When Fox purchased the Prime Network as part of their cable network expansion in 1997 to compete with ESPN for the national sports dollar, the network execs decided to dump Anthony, Randolph, Baur, and the World Team Bowling Challenge for sports they thought would be more lucrative.

Earl jumped to ESPN as the color analyst with commentator and former pro bowler Mike Durbin from the mid-1990s through 1998 after its sister network, ABC, dumped the PBA Tour from Saturday afternoons for the first time in 36 years.

Kegel Training Center director and head coach Richard Shockley said that if Earl Anthony and former LPBT bowling commentator Denny Schreiner had ever teamed up as a pair that they would have been the best bowling broadcasters together on TV.

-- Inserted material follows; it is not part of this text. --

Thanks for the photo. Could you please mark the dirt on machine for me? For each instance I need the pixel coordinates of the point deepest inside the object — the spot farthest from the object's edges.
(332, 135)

Earl took a five-year break from the Senior Tour until winning in Naples, Fla., for his lone title of 1996, and he ended his career on the PBA Senior Tour in 1997 to return to the broadcast booth. But this time it was to broadcast the Brunswick World Team Challenge on the Prime Sports Network (currently Fox Sports Net).

When Anthony left the PBA Senior Tour, he actually wanted to give other seniors a chance at winning some tourneys and prize money since he was the all-time leader in both at the time.

"I'd like to give the other seniors a chance to win instead of overshadowing them. Teata Semiz deserves to win some tournaments, so I'll let him take over for me."

Earl was often charitable and recently volunteered his time working with the American Red Cross.

Most observers believe Earl was the best professional bowler to have ever lived. Now we will all see what life will be like for the world of bowling and the world in general without Earl in the 21st century. He was a man for people of all ages, and now he belongs to the ages.